Qui s’insediano non solo i nuovi cittadini provenienti dal contado o dai castelli conquistati, ma si moltiplicano i mestieri che vanno ad ampliare la ristretta offerta interna alla prima cerchia di mura, disperdendosi e concentrandosi nella città, a seconda dei casi: vignaiuoli e ortolani, bovattieri, lanaioli, linaioli, oleandoli, baldigrai, chiavaioli, medici e speziali, calderai, cartai o cartolai, pellicciai, conciatori, callegari, beccai, pescivendoli, cordovanieri, cambiavalute, sarti, fabbri, mercanti, falegnami, vasai, armaioli, fornaciai, cuochi, notai, il cui “collegio” in particolare rappresenta l’enclave intellettuale della guida politica e ideologica del regime di Popolo insediato nel governo cittadino.

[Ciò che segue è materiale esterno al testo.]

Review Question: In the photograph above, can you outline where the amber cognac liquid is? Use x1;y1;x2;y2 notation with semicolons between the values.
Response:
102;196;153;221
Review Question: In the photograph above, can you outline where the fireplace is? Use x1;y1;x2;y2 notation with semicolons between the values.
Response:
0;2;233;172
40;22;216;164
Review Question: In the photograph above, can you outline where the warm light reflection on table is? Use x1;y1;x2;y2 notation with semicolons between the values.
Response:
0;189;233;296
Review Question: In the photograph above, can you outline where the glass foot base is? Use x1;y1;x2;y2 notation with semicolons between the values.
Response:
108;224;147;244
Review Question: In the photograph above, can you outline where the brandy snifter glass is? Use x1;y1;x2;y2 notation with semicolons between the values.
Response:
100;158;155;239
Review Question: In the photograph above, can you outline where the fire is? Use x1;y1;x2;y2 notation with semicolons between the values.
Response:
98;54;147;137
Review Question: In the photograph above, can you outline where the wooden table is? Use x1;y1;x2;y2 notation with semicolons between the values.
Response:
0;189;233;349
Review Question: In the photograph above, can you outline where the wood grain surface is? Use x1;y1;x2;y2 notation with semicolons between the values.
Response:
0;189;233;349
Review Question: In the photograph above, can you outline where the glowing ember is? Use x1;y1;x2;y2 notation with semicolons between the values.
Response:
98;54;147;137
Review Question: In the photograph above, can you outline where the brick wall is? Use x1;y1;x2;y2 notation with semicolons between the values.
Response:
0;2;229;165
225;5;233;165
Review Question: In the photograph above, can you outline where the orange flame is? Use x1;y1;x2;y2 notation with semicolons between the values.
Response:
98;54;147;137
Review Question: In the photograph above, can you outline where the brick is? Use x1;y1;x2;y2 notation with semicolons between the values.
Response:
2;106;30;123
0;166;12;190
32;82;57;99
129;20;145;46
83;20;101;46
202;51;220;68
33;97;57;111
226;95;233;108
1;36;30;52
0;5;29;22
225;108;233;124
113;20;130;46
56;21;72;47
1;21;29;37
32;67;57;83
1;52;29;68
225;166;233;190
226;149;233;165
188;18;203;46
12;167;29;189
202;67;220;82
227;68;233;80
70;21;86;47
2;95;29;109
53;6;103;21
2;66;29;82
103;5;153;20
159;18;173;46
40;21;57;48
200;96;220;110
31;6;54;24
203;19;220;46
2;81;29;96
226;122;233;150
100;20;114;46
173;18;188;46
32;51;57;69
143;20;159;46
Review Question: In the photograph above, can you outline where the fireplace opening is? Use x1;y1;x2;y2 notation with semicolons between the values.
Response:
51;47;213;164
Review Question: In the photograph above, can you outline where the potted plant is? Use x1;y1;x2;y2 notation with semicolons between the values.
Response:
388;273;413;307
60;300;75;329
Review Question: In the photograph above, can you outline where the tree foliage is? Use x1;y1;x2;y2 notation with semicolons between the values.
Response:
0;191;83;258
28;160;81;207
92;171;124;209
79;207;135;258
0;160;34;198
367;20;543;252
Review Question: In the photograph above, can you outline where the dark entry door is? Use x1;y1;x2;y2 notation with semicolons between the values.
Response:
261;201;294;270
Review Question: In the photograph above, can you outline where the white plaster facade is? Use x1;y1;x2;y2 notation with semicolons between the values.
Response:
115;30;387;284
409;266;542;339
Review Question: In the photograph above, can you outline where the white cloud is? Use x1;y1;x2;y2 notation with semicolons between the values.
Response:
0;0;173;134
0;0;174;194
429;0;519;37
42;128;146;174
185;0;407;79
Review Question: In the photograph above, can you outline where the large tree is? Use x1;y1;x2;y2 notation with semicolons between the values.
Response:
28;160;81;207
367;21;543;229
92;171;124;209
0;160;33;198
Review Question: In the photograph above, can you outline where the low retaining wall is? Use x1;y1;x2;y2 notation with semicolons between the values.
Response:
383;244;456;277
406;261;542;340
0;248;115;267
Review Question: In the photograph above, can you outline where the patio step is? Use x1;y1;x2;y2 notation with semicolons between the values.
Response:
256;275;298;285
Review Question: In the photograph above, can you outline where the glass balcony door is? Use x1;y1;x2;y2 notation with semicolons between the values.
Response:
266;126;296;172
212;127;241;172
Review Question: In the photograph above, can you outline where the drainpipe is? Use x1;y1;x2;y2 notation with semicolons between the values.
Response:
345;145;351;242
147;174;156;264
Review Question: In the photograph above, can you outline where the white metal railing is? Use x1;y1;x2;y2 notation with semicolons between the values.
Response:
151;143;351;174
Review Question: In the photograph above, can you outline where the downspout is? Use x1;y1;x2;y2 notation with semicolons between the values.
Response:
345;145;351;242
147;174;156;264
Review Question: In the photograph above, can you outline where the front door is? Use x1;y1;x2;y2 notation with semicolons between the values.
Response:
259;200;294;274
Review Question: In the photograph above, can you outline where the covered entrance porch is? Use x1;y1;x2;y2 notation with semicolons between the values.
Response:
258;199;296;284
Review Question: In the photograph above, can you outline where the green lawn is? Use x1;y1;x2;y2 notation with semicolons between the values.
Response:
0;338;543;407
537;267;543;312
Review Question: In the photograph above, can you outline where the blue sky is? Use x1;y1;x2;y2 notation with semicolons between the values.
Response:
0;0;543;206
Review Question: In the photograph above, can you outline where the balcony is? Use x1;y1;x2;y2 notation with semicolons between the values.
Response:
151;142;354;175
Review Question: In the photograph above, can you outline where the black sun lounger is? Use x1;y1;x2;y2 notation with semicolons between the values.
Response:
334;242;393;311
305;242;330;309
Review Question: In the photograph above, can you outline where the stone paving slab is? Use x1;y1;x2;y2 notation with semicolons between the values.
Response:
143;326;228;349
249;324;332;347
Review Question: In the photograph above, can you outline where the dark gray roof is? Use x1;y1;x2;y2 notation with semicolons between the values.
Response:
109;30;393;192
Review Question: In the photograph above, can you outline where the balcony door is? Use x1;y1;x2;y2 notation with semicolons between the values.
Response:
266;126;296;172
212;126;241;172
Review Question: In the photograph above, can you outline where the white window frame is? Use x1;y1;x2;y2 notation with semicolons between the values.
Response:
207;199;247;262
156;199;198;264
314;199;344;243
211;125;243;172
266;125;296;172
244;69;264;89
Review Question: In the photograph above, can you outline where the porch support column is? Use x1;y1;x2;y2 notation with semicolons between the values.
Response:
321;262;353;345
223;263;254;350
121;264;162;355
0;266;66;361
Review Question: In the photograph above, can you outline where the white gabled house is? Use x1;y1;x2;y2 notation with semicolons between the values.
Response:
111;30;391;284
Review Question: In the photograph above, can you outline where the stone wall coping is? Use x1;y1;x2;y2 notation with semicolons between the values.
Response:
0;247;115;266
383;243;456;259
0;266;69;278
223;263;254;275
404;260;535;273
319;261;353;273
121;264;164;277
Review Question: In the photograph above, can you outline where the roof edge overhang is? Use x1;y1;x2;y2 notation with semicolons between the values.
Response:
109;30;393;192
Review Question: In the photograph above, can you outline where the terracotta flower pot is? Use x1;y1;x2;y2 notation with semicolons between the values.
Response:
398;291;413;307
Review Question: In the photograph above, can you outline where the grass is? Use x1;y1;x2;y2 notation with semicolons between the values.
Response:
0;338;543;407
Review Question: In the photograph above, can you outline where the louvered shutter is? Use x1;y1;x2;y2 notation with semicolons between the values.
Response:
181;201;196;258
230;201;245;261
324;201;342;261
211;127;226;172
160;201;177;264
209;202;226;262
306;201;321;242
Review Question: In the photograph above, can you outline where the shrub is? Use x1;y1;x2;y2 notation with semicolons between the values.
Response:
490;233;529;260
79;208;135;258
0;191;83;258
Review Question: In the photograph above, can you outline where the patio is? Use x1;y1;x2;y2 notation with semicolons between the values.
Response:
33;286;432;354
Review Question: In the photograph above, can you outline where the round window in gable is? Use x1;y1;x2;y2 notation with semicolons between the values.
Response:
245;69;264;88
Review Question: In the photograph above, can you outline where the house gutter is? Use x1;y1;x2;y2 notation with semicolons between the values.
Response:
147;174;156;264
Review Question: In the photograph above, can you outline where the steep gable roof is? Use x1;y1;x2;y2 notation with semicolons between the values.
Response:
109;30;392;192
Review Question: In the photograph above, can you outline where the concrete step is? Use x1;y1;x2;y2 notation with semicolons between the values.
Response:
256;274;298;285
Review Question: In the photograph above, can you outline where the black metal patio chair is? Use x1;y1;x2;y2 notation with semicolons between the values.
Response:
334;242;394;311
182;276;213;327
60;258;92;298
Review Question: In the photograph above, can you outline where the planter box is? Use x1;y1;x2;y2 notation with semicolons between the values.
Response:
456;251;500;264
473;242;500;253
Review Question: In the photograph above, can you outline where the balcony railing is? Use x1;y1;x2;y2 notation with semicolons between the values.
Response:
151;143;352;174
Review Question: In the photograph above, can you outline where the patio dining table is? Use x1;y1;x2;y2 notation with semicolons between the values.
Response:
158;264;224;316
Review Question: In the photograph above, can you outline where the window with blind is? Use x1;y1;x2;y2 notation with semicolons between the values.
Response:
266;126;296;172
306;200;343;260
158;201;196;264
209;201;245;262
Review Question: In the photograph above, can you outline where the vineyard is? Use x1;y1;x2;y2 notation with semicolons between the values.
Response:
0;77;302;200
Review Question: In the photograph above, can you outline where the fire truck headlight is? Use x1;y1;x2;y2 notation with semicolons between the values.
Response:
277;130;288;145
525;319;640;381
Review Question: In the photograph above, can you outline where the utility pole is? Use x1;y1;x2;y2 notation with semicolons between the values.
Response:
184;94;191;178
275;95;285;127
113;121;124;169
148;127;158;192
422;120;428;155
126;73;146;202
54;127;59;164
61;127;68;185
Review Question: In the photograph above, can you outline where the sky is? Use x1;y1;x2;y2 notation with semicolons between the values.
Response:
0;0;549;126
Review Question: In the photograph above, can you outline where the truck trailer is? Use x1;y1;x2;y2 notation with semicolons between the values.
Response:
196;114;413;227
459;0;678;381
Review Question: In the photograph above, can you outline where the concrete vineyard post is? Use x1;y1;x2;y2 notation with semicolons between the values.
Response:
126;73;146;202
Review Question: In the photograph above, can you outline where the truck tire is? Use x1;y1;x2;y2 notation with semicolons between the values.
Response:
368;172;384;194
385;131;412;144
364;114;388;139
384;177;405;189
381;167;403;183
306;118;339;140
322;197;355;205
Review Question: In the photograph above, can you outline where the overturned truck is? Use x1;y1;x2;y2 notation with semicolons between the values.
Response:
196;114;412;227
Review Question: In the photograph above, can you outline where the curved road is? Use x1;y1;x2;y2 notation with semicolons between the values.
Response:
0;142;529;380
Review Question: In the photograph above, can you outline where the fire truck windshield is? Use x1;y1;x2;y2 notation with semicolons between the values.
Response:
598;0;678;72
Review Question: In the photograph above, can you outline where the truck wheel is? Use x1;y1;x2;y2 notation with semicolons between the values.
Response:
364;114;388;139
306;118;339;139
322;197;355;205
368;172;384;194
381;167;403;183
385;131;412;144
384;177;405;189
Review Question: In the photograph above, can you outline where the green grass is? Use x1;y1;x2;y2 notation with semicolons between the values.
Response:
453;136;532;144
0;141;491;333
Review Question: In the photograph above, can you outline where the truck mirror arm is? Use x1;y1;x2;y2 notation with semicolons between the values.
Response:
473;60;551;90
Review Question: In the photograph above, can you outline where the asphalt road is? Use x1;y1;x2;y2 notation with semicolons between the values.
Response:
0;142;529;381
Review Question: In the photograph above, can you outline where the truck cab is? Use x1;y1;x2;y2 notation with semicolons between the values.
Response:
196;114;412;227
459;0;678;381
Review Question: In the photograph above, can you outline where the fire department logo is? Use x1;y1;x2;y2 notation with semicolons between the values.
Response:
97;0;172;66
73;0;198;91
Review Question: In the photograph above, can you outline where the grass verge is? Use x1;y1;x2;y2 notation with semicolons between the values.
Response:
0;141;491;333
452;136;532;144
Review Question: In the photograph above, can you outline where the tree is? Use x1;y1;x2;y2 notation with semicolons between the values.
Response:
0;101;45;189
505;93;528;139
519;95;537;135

Nella sola città di Bologna, alla data del 1294, si possono contare 23 Arti o società di mestiere, con 10.684 iscritti, distribuiti nelle 99 “cappelle” o parrocchie di appartenenza. Ampia anche la massa dei salariati e delle donne attive; diffuse sono le botteghe, le officine, i fondaci, i tiratoi, i mulini, le gualchiere, che sfruttano l’energia idraulica e in alcuni casi costituiscono dei veri e propri siti industriali tardo medievali, a seconda delle tipologie di manifattura, accentrata (in un unico stabilimento) o decentrata (a tanti artigiani autonomi e poi rifinita o assemblata in una sede centrale). Per finire con le vie dello shopping che si affermano a partire dalla seconda metà del Quattrocento.

Vigueur abbraccia con lo sguardo l’ampio panorama delle città medievali; si sofferma sulle più grandi, Firenze, Milano, Venezia, Bologna, Siena; indugia sull’Umbria, Perugia e Gubbio, ma anche Spoleto, suo primo amore; lascia un po’ in disparte le Marche, pur segnalando in più di un passo la città di Fabriano per il suo austero Palazzo del Podestà (XIII sec.), oltre che per la fontana Sturinalto, giudicando il primo tra i più importanti monumenti italiani della stagione dei governi di Popolo, annoverato insieme a quelli di Firenze, Siena, Perugia, Orvieto, Gubbio, Padova, Bologna, Piacenza, Roma, Venezia, ed evidentemente a suo avviso il più significativo delle Marche.